立向居連載 | ナノ










「今…なんて…?」


立向居くんの所から基地へと戻り、マネージャーとしてみんなの練習の後片付けをしている最中に彼自身から聞かされた言葉に私は一瞬頭の中が真っ白になった。


「陽花戸中に父さんに必要なものがあるんだ。それを取りに行くから、アリーシャも一緒に来て」


手が止まる。力の抜けた私の手からドリンクのボトルが落ちて地面に転がった。ああ拾わないと、そう思っているうちにグランがそれを広い、籠に入れてくれた。私に向ける笑顔は、いつもの彼そのもので。


「どうしたんだい、急にぼーっとして」
「え…あ…」
「考え事?」
「い、いや、その…取りに行くだけ、なんだよね?」


そうだ、彼は何も言っていない。ただその必要なものを貰って、それで終わり。それならおつかいのようなものだし、私と二人で行ってもおかしくはない。なんだ、そういう意味か、勝手に一人で納得して緩い笑みを浮かべようとした途端、グランは少し考えるような素振りを見せてから、私に笑いかけた。

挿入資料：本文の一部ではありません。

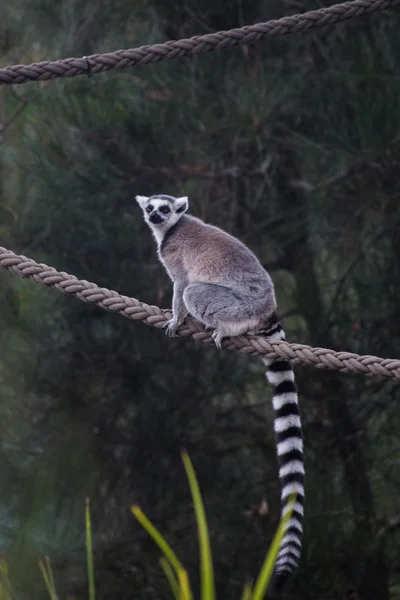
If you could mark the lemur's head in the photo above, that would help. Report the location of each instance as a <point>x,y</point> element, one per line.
<point>162,211</point>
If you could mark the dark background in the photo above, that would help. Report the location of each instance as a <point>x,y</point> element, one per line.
<point>293,145</point>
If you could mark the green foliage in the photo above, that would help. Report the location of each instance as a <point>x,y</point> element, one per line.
<point>290,144</point>
<point>174,571</point>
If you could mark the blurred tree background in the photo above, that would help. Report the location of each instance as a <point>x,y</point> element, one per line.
<point>293,145</point>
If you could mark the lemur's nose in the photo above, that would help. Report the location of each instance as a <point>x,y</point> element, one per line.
<point>155,218</point>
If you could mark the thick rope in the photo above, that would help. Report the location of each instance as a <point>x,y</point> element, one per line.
<point>321,358</point>
<point>121,59</point>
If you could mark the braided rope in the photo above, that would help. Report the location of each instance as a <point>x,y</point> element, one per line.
<point>121,59</point>
<point>131,308</point>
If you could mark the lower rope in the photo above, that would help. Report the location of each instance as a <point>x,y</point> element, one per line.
<point>131,308</point>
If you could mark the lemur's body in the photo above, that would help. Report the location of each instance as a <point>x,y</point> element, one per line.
<point>220,282</point>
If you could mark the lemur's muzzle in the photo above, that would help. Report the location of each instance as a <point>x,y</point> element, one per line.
<point>155,218</point>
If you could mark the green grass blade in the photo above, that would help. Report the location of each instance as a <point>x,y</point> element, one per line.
<point>89,552</point>
<point>264,576</point>
<point>48,578</point>
<point>184,586</point>
<point>170,575</point>
<point>247,592</point>
<point>206,566</point>
<point>158,538</point>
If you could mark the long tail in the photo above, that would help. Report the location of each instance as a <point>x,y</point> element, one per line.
<point>289,444</point>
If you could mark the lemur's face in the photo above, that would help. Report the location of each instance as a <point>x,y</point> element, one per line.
<point>162,210</point>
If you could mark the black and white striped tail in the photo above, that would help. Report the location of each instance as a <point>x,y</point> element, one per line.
<point>289,444</point>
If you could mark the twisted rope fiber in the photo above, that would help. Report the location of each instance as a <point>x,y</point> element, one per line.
<point>132,308</point>
<point>121,59</point>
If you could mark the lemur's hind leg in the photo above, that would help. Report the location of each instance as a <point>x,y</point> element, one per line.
<point>222,309</point>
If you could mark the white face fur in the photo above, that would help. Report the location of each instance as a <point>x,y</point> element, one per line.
<point>161,213</point>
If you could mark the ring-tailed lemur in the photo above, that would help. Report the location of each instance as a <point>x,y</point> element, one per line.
<point>220,282</point>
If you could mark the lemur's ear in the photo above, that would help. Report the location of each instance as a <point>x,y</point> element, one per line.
<point>141,200</point>
<point>181,204</point>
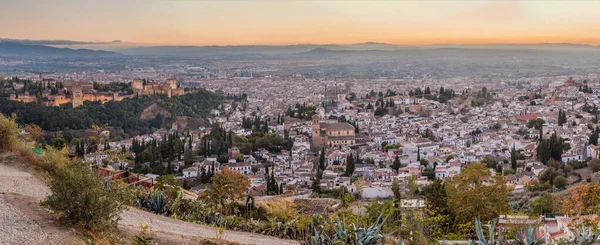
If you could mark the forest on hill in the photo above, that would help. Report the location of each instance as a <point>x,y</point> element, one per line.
<point>123,114</point>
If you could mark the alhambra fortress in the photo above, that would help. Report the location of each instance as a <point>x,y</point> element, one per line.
<point>78,92</point>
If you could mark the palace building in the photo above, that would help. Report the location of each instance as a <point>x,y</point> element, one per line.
<point>331,134</point>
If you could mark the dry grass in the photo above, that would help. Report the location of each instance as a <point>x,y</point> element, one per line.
<point>51,161</point>
<point>280,209</point>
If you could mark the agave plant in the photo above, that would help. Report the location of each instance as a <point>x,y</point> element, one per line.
<point>361,236</point>
<point>371,235</point>
<point>156,203</point>
<point>528,236</point>
<point>321,239</point>
<point>585,237</point>
<point>340,231</point>
<point>481,237</point>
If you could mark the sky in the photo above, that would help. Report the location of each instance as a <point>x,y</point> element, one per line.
<point>283,22</point>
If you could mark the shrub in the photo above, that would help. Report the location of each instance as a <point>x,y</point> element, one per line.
<point>8,134</point>
<point>81,198</point>
<point>280,209</point>
<point>595,164</point>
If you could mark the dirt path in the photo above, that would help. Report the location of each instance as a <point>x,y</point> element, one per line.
<point>24,221</point>
<point>187,233</point>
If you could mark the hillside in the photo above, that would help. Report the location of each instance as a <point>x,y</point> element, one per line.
<point>125,114</point>
<point>19,49</point>
<point>24,221</point>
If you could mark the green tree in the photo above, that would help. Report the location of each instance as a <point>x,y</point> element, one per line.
<point>316,185</point>
<point>84,199</point>
<point>59,143</point>
<point>560,182</point>
<point>538,124</point>
<point>396,164</point>
<point>322,165</point>
<point>350,166</point>
<point>513,158</point>
<point>476,193</point>
<point>542,205</point>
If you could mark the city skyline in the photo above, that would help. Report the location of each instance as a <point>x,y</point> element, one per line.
<point>188,22</point>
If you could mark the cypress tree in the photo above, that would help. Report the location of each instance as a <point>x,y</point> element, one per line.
<point>350,165</point>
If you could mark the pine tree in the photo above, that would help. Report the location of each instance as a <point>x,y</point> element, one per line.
<point>316,186</point>
<point>593,138</point>
<point>396,164</point>
<point>322,165</point>
<point>349,165</point>
<point>513,158</point>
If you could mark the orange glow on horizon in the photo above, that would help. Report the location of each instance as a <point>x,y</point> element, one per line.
<point>185,22</point>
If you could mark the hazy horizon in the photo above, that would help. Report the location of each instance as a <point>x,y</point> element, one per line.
<point>224,23</point>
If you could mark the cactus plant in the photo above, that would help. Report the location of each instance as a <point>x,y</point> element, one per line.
<point>371,235</point>
<point>585,237</point>
<point>528,236</point>
<point>361,236</point>
<point>156,203</point>
<point>481,237</point>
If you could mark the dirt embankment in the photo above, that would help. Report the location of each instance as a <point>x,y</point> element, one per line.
<point>24,221</point>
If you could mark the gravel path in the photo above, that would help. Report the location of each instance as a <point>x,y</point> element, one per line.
<point>23,221</point>
<point>132,218</point>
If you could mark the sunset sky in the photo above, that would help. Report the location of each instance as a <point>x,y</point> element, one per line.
<point>228,22</point>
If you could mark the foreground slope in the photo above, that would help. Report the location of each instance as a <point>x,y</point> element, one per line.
<point>23,221</point>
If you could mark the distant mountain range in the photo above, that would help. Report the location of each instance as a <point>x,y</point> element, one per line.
<point>314,48</point>
<point>55,42</point>
<point>20,49</point>
<point>54,47</point>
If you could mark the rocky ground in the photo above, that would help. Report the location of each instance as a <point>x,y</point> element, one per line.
<point>24,221</point>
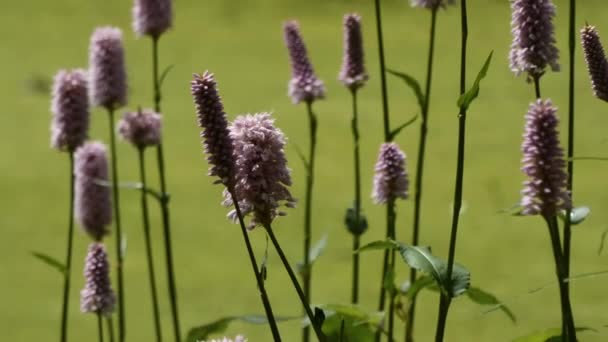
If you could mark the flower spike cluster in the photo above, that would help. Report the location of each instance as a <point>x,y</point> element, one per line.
<point>70,108</point>
<point>261,173</point>
<point>93,207</point>
<point>304,84</point>
<point>353,74</point>
<point>391,179</point>
<point>97,295</point>
<point>597,65</point>
<point>217,142</point>
<point>533,47</point>
<point>141,128</point>
<point>545,191</point>
<point>107,68</point>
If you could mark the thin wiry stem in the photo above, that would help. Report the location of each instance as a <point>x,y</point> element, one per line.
<point>68,257</point>
<point>148,242</point>
<point>165,202</point>
<point>409,325</point>
<point>119,253</point>
<point>306,274</point>
<point>305,301</point>
<point>446,299</point>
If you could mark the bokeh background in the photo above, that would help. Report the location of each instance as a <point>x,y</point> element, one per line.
<point>241,41</point>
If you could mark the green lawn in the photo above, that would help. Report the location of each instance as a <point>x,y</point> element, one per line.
<point>241,41</point>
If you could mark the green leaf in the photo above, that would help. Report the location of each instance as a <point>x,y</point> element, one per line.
<point>412,83</point>
<point>421,259</point>
<point>50,261</point>
<point>465,100</point>
<point>482,297</point>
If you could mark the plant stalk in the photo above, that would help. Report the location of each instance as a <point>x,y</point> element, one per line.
<point>148,242</point>
<point>305,301</point>
<point>409,325</point>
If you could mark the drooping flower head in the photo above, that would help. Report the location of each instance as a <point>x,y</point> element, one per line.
<point>261,173</point>
<point>70,108</point>
<point>390,179</point>
<point>152,17</point>
<point>217,142</point>
<point>353,73</point>
<point>533,47</point>
<point>93,207</point>
<point>141,128</point>
<point>304,84</point>
<point>597,65</point>
<point>432,4</point>
<point>107,68</point>
<point>545,191</point>
<point>97,295</point>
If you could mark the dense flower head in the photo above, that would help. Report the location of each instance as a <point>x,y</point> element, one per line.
<point>545,191</point>
<point>152,17</point>
<point>304,84</point>
<point>141,128</point>
<point>261,173</point>
<point>93,207</point>
<point>217,142</point>
<point>70,108</point>
<point>432,4</point>
<point>390,179</point>
<point>97,295</point>
<point>107,68</point>
<point>597,65</point>
<point>533,47</point>
<point>353,73</point>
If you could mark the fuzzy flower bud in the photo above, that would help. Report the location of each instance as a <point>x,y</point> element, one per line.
<point>261,173</point>
<point>304,84</point>
<point>217,142</point>
<point>70,108</point>
<point>93,207</point>
<point>545,191</point>
<point>596,61</point>
<point>152,17</point>
<point>391,179</point>
<point>107,68</point>
<point>141,128</point>
<point>97,295</point>
<point>353,73</point>
<point>533,47</point>
<point>432,4</point>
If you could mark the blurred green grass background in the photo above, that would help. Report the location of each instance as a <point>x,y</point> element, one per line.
<point>241,41</point>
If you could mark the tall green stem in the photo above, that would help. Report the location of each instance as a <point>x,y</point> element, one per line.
<point>165,201</point>
<point>68,257</point>
<point>148,242</point>
<point>446,299</point>
<point>409,326</point>
<point>305,301</point>
<point>310,169</point>
<point>119,254</point>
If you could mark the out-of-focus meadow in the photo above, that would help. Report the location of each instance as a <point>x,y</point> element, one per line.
<point>241,42</point>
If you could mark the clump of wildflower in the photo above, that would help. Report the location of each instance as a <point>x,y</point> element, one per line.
<point>533,47</point>
<point>107,68</point>
<point>390,179</point>
<point>141,128</point>
<point>211,117</point>
<point>261,173</point>
<point>597,65</point>
<point>353,73</point>
<point>152,17</point>
<point>97,295</point>
<point>70,108</point>
<point>304,84</point>
<point>545,190</point>
<point>93,207</point>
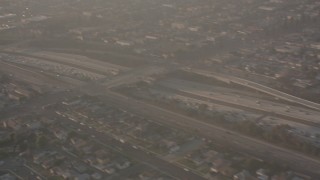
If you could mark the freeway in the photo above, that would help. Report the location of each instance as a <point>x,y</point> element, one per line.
<point>258,87</point>
<point>35,106</point>
<point>300,115</point>
<point>237,141</point>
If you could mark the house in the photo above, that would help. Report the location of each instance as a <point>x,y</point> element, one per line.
<point>243,175</point>
<point>219,164</point>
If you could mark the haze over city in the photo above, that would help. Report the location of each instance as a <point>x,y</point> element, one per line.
<point>160,89</point>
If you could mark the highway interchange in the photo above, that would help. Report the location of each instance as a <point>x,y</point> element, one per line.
<point>233,140</point>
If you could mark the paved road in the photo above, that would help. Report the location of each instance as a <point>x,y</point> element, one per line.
<point>258,87</point>
<point>258,109</point>
<point>237,141</point>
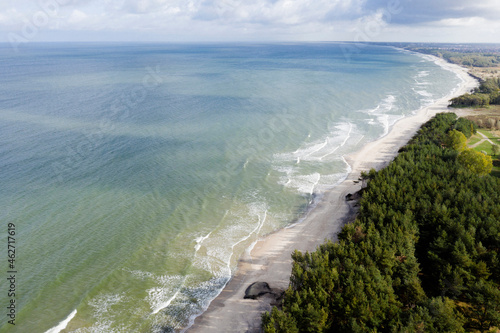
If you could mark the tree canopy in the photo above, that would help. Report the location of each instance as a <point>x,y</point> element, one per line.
<point>421,256</point>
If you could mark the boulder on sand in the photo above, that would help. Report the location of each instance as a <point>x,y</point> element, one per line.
<point>257,289</point>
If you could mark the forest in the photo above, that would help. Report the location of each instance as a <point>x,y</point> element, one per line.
<point>487,93</point>
<point>421,256</point>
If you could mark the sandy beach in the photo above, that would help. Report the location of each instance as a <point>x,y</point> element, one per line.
<point>270,259</point>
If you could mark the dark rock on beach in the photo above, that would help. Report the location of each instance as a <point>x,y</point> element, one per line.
<point>257,289</point>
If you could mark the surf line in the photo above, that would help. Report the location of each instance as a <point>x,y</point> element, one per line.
<point>62,325</point>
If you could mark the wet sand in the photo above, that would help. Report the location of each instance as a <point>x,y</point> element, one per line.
<point>270,259</point>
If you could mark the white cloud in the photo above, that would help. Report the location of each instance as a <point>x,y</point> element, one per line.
<point>76,17</point>
<point>261,19</point>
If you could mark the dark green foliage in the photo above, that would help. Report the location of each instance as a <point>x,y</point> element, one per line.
<point>422,255</point>
<point>467,127</point>
<point>487,93</point>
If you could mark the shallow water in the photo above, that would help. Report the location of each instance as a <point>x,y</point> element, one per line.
<point>137,174</point>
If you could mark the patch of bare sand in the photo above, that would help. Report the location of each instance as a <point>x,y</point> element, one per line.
<point>270,259</point>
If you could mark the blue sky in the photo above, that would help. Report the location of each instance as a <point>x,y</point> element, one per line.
<point>250,20</point>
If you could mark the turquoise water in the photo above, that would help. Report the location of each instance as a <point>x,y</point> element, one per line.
<point>137,174</point>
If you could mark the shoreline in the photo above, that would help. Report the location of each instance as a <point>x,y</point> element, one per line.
<point>270,258</point>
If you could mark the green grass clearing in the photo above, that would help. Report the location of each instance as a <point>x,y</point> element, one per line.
<point>489,135</point>
<point>474,139</point>
<point>486,146</point>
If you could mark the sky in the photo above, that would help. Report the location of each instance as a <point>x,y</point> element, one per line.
<point>455,21</point>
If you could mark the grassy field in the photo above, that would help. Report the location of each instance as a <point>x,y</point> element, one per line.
<point>486,146</point>
<point>474,139</point>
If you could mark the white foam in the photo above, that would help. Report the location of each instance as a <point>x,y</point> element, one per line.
<point>62,325</point>
<point>165,304</point>
<point>160,297</point>
<point>199,241</point>
<point>423,93</point>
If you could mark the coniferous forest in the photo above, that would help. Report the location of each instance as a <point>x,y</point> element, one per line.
<point>421,256</point>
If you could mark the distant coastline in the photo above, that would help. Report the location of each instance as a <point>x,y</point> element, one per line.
<point>270,261</point>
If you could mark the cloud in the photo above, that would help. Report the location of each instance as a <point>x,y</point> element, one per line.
<point>259,19</point>
<point>424,11</point>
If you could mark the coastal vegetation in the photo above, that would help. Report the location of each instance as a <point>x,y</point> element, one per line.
<point>422,254</point>
<point>487,93</point>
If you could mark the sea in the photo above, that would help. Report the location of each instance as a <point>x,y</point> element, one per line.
<point>134,176</point>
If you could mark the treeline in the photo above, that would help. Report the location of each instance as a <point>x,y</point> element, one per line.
<point>487,93</point>
<point>421,256</point>
<point>472,59</point>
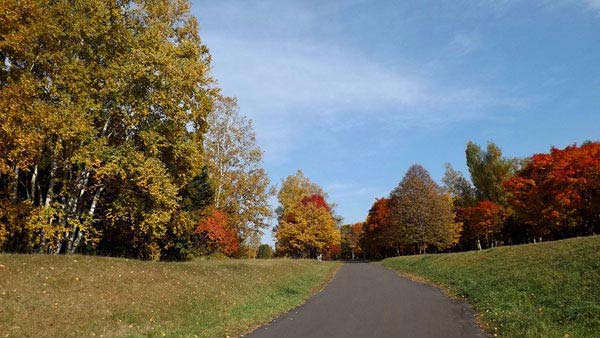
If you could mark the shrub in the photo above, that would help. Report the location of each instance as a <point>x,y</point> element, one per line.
<point>264,252</point>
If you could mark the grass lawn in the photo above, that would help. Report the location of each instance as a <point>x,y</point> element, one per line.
<point>84,296</point>
<point>538,290</point>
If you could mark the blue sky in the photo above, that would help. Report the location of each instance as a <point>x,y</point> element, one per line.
<point>354,92</point>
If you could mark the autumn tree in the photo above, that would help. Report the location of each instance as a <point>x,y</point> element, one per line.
<point>295,188</point>
<point>374,242</point>
<point>481,225</point>
<point>351,240</point>
<point>557,195</point>
<point>460,188</point>
<point>489,170</point>
<point>216,234</point>
<point>421,214</point>
<point>264,252</point>
<point>241,186</point>
<point>103,109</point>
<point>307,226</point>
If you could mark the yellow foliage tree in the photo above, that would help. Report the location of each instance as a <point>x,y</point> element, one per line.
<point>307,229</point>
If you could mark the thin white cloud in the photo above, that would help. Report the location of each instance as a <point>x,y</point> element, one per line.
<point>593,4</point>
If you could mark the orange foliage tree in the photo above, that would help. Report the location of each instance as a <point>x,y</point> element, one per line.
<point>481,224</point>
<point>557,195</point>
<point>216,234</point>
<point>374,242</point>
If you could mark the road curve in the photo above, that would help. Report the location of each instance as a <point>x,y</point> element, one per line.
<point>367,300</point>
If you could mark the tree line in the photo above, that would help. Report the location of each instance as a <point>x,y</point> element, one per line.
<point>506,201</point>
<point>116,140</point>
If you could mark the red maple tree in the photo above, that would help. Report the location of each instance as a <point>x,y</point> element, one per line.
<point>217,234</point>
<point>558,194</point>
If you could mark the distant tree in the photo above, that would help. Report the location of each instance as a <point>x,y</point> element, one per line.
<point>264,252</point>
<point>103,107</point>
<point>374,242</point>
<point>307,229</point>
<point>421,215</point>
<point>489,170</point>
<point>351,240</point>
<point>557,195</point>
<point>241,186</point>
<point>216,234</point>
<point>461,190</point>
<point>481,225</point>
<point>295,188</point>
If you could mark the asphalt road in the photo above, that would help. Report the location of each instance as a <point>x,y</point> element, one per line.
<point>367,300</point>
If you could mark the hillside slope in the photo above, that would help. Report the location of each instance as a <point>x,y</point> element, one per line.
<point>84,296</point>
<point>538,290</point>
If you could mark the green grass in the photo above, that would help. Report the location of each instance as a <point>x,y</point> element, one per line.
<point>538,290</point>
<point>84,296</point>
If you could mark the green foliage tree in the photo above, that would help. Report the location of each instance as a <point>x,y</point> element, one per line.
<point>489,170</point>
<point>461,190</point>
<point>264,252</point>
<point>421,214</point>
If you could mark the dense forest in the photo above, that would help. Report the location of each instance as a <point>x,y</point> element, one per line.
<point>506,201</point>
<point>116,140</point>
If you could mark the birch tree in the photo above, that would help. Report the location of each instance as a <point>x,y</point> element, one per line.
<point>103,108</point>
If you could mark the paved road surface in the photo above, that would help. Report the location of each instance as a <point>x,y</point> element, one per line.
<point>367,300</point>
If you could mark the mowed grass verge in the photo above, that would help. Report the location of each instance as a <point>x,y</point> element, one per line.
<point>84,296</point>
<point>538,290</point>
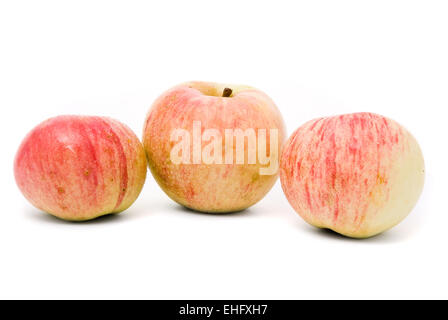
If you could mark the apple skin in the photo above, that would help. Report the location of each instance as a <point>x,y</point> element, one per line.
<point>80,167</point>
<point>356,174</point>
<point>213,188</point>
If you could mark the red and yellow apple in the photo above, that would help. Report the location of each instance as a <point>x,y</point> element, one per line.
<point>357,174</point>
<point>205,113</point>
<point>80,167</point>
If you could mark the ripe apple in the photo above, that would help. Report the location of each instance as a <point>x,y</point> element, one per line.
<point>212,172</point>
<point>357,174</point>
<point>80,167</point>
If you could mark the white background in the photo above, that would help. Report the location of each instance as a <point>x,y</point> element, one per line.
<point>314,58</point>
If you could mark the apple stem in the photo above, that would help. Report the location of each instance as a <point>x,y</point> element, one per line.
<point>226,92</point>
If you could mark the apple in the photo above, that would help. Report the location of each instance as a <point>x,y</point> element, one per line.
<point>356,174</point>
<point>80,167</point>
<point>214,147</point>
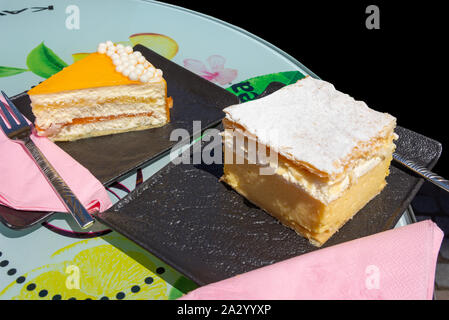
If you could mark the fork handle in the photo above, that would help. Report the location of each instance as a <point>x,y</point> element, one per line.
<point>423,172</point>
<point>65,194</point>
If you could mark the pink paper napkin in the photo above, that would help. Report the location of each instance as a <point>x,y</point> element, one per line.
<point>395,264</point>
<point>24,187</point>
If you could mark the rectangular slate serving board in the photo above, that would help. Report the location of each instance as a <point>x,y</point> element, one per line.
<point>111,157</point>
<point>208,232</point>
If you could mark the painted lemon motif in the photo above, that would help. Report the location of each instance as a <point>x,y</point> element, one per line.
<point>94,269</point>
<point>102,272</point>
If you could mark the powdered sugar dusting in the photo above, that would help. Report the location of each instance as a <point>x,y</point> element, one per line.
<point>312,122</point>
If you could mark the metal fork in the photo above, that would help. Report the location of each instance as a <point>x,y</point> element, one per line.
<point>19,130</point>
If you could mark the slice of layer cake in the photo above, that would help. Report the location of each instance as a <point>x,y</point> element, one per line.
<point>113,90</point>
<point>332,154</point>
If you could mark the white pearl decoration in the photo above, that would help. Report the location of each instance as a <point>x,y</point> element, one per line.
<point>131,64</point>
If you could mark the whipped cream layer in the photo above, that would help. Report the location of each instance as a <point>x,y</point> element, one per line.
<point>64,107</point>
<point>323,189</point>
<point>315,125</point>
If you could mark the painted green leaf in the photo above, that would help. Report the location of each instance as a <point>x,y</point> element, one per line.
<point>251,88</point>
<point>261,82</point>
<point>10,71</point>
<point>44,62</point>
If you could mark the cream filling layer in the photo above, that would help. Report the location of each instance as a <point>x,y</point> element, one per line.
<point>92,96</point>
<point>45,117</point>
<point>324,190</point>
<point>122,124</point>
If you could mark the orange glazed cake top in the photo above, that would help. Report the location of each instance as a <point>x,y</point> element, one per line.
<point>111,65</point>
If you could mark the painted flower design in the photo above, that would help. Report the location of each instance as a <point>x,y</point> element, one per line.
<point>216,71</point>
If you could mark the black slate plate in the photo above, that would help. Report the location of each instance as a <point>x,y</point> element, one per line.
<point>111,157</point>
<point>207,231</point>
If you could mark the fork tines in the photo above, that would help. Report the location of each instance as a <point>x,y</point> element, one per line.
<point>7,115</point>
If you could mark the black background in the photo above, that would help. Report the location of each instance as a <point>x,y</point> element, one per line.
<point>400,68</point>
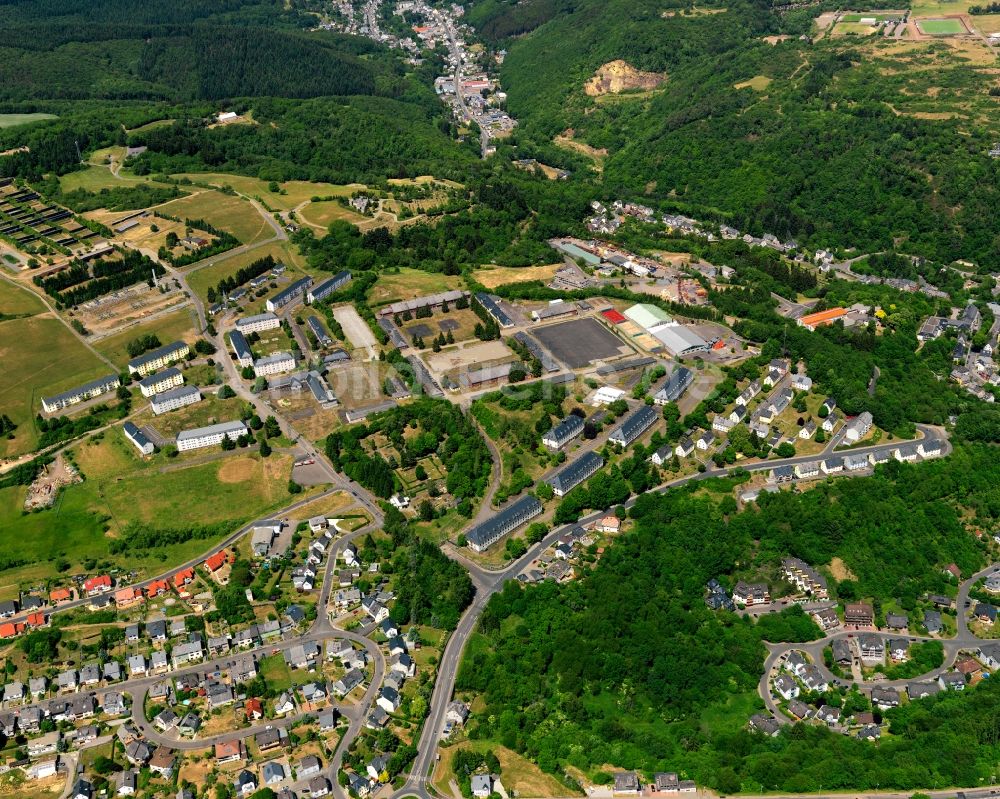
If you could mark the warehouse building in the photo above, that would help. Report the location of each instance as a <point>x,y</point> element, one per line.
<point>274,363</point>
<point>137,437</point>
<point>159,358</point>
<point>241,349</point>
<point>161,381</point>
<point>210,436</point>
<point>257,323</point>
<point>327,287</point>
<point>319,331</point>
<point>647,316</point>
<point>430,301</point>
<point>293,295</point>
<point>635,425</point>
<point>678,340</point>
<point>81,393</point>
<point>569,477</point>
<point>484,535</point>
<point>175,398</point>
<point>564,432</point>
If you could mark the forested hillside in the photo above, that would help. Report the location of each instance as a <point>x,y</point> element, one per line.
<point>628,667</point>
<point>126,49</point>
<point>834,142</point>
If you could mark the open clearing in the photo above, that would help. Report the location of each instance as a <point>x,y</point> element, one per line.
<point>321,214</point>
<point>355,328</point>
<point>516,773</point>
<point>13,120</point>
<point>223,211</point>
<point>945,26</point>
<point>494,276</point>
<point>40,357</point>
<point>470,356</point>
<point>406,284</point>
<point>170,327</point>
<point>15,301</point>
<point>757,83</point>
<point>580,342</point>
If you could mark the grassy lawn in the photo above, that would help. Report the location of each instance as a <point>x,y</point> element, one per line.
<point>40,357</point>
<point>408,284</point>
<point>13,120</point>
<point>201,280</point>
<point>321,214</point>
<point>209,411</point>
<point>516,773</point>
<point>493,276</point>
<point>171,327</point>
<point>275,672</point>
<point>119,488</point>
<point>223,211</point>
<point>94,178</point>
<point>18,301</point>
<point>292,194</point>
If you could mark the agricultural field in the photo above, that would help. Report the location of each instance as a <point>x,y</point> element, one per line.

「素直に渡してくれなかったら、それなりのことはするつもりだけど」


もちろん、サッカーでね。その言葉を聞いて、私は笑うことができなくなった。どうして彼は笑っていられるのだろう?いや、きっと私も他の学校なら彼の言葉にこうまでショックを受けなかっただろうし、一緒に笑えていたんだろう。けれど違う、そうじゃない。彼はだって、陽花戸中って言ったんだから。…けれど私に止める術などない、お父様の言葉なんだから。


「…わ、私は行かなくても、いいでしょ?」
「どうして?」
「だって選手じゃないし…」
「でも唯一のマネージャーだよ」
「み、みんなは怪我なんてしないし、マネージャーの仕事なんてそんなの、」
「ねえ、アリーシャ」


と、不意に周りの温度が急激に下がったような錯覚を覚えた。突然のことに私は言葉を失いグランをじっと見つめるしかない。ゆっくりと私へ視線を向けた彼は薄らと微笑んでいたけれど、その目は全くと言っていいほど笑ってなどいなかった。その時彼に初めて、恐怖というものを感じた。


「頼んでるわけじゃないんだ」
「グラ…ン…?」
「ザ・ジェネシスのキャプテンである俺からの命令なんだよ」


以前立向居くんが触れた私の頬にグランの手が触れる。それは立向居くんの手のような温もりなんてなくて、ただ冷たいだけだった。目の前の彼が今まで私と一緒に過ごしてきたのと同じ人だと思えず、けれど命令という言葉に逆らうことができない私は、震える唇を噛み締めてゆっくりと俯く。


「…わかり、ました」


私の中の何かが、崩れていくような気がした。